A hand held saw won't make it in the corners. A power planer from the wall surface might be better.....don't worry about the blade getting nicked up, it will. A router with a bottom bearing from the inside would work, but you still have the corner issue.
A plunge router on a larger base from the wall side would work.
I suppose a spoke shave and a block plane if all else fails.....  bill


----------



## DaveTTC

If these are new windows shouldn't the reveals have been cut to size before the windows were installed.

As for the issue at hand, the windows may be easy to remove trim and re-install. 

If not I would go with the previous comment for smaller windows - use a power plane. For larger windows I would use a saw for the bulk of it and finish off the corners with a power plane.

Dave The Turning Cowboy


----------



## robs660

I prefer to install trim, nail it to the window frame and cut fillers so that you have a solid fit on the trim. Yes it takes more time and yes it's a PITA but it looks much better once completed


----------



## GeorgeC

I am confused.

Does "sticking in" really mean sticking out?. Do the jambs stand proud of the wall or do they end within the window opening?

Either you cut them off and then use casement to give a finished look or build out and still use casement.

George


----------



## woodnthings

*"sticking in"...into the room*



drwilson85 said:


> Has anybody ever used a flush cut power handsaw* to trim the window jambs back flush* *with the wall in orde*r to make everything work a little easier? Any other advice would be appreciated. These are new windows in an old farmhouse with lathe and plaster walls. Some of the *window jambs on this job are flush but a lot of them are sticking in anywhere from an 1/8th to a 1/4 inch.*


That's the way I understand it....sticking into the room.:yes: bill


----------



## cabinetman

I would first determine if there is a reason for the protrusion. The plane of the wall may not be flat. Ordinarily a small protrusion doesn't affect the application of casing. I don't think I have found a condition where every window has been installed in a completely flat wall.

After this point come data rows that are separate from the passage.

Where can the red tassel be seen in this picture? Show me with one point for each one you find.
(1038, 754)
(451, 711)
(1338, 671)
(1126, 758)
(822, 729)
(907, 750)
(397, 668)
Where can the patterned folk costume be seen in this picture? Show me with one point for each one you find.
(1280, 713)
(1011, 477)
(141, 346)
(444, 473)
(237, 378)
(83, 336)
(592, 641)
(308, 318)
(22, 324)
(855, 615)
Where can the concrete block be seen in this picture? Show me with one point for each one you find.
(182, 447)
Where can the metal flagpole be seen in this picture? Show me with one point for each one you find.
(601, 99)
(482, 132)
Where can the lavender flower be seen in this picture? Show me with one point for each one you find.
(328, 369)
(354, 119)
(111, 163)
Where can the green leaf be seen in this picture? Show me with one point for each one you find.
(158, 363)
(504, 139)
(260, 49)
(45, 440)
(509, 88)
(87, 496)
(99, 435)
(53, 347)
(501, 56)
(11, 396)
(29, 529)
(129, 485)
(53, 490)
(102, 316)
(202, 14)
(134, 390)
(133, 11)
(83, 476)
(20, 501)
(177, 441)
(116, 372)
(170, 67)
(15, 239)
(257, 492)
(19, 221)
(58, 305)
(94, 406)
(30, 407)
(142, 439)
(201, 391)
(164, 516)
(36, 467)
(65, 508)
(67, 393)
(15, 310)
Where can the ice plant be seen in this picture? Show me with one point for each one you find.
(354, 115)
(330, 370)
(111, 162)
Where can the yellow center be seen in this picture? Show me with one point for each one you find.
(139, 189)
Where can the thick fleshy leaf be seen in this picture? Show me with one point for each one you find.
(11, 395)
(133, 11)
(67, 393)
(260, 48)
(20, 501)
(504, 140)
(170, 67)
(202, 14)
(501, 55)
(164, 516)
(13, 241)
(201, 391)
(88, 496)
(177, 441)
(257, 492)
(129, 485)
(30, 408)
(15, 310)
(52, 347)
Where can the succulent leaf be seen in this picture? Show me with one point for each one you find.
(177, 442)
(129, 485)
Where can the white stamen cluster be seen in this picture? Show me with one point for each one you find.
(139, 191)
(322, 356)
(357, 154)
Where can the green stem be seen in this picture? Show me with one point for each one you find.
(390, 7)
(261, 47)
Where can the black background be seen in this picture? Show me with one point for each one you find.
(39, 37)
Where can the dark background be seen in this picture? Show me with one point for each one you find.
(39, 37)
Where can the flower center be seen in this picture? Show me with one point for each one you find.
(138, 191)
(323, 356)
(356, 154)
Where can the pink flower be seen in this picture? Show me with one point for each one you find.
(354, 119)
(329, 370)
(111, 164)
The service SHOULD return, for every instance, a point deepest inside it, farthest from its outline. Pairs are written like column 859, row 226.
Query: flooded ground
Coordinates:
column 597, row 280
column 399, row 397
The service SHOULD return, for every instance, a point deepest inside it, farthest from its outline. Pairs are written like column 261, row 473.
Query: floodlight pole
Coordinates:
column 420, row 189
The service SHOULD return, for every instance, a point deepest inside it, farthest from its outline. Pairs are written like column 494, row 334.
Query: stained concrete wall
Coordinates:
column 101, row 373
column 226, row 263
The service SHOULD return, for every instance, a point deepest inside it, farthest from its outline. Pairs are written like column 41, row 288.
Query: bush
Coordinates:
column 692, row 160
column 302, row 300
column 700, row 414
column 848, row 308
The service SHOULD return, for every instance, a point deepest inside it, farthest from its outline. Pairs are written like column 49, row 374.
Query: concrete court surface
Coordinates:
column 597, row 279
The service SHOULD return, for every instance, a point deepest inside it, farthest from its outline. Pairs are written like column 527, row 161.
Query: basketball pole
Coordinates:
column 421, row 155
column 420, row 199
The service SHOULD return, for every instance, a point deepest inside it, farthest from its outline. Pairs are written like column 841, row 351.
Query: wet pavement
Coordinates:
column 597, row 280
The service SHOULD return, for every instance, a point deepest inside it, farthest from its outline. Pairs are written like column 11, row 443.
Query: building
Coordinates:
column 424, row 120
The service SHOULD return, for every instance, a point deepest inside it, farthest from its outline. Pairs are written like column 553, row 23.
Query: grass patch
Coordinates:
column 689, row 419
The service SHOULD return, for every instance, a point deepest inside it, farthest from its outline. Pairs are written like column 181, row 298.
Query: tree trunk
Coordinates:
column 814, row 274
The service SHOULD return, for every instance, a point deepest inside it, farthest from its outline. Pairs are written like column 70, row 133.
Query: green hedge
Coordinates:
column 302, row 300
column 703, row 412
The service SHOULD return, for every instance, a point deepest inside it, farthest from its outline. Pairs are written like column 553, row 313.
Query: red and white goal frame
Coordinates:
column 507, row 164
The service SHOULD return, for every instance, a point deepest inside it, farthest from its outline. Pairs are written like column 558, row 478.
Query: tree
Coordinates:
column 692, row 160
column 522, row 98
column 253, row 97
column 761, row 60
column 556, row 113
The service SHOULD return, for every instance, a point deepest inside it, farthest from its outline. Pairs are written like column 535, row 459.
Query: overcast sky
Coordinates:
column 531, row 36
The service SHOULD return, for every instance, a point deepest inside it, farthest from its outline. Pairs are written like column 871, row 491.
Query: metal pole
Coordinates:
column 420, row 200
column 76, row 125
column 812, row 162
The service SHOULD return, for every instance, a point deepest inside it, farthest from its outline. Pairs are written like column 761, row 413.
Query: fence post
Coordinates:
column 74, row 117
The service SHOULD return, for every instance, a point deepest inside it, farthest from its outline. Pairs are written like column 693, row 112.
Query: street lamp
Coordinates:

No matter how it gets trimmed back other than removing it and re-installing it, may leave a stepped or uneven edge. That would preclude getting a nice reveal when the casing is applied.









 







.


----------



## WarnerConstInc.

I would pack the window casing out and not mess with trimming the jambs down.


----------



## jschaben

Rabbet the casing to fit over the jambs?:smile:


----------



## drwilson85

Thanks for all the replies. I havent really started on them yet and Im not looking forward to. The new windows were installed by the manufactures installers. Then they supplied the casing which is 7/8 x 2-3/4 but its not milled out on the back side so its not very forgiving at all. And, of course being lathe and plaster walls they arent flat at all. But I guess we will see how it turns out though.


----------



## CenCal_Sawyer

*Beltsander*

I find that a Beltsander with 100 grit works well if you have to flush a jamb to the wall. You can use the wall for reference and the sander marks that the wall receives are usually covered by the trim as long as your careful. Also the platen of the sander helps to keep the jamb edge flat enough that it doesn't look too out of line. That being said, how far out are we talking here, past 3/16 of an inch and I would recommend shimming and using backer rod.


----------



## kj6887

Before cutting or sanding make sure that the jamb material is a solid wood and not veneer.


----------



## Hammer1

You can use a low angle block plane to shave down the protruding jambs. No dust, noise or power. Easy to control, fairly quick.


----------



## scoopy

x 2 for rabbetting the casing.


----------



## TimPa

you didn't mention two things, paint or stain grade, and, is the protrusion around entire jamb. it is not commonly all the way around, just varying with wall variations and window installation variations, usually not over 1/8". if paint grade, i apply the pre-assembled window trim much like a picture frame and attach to the jamb tight. then push back to the wall where it can, then caulk the remaining gap and paint. stools and aprons a little different.


----------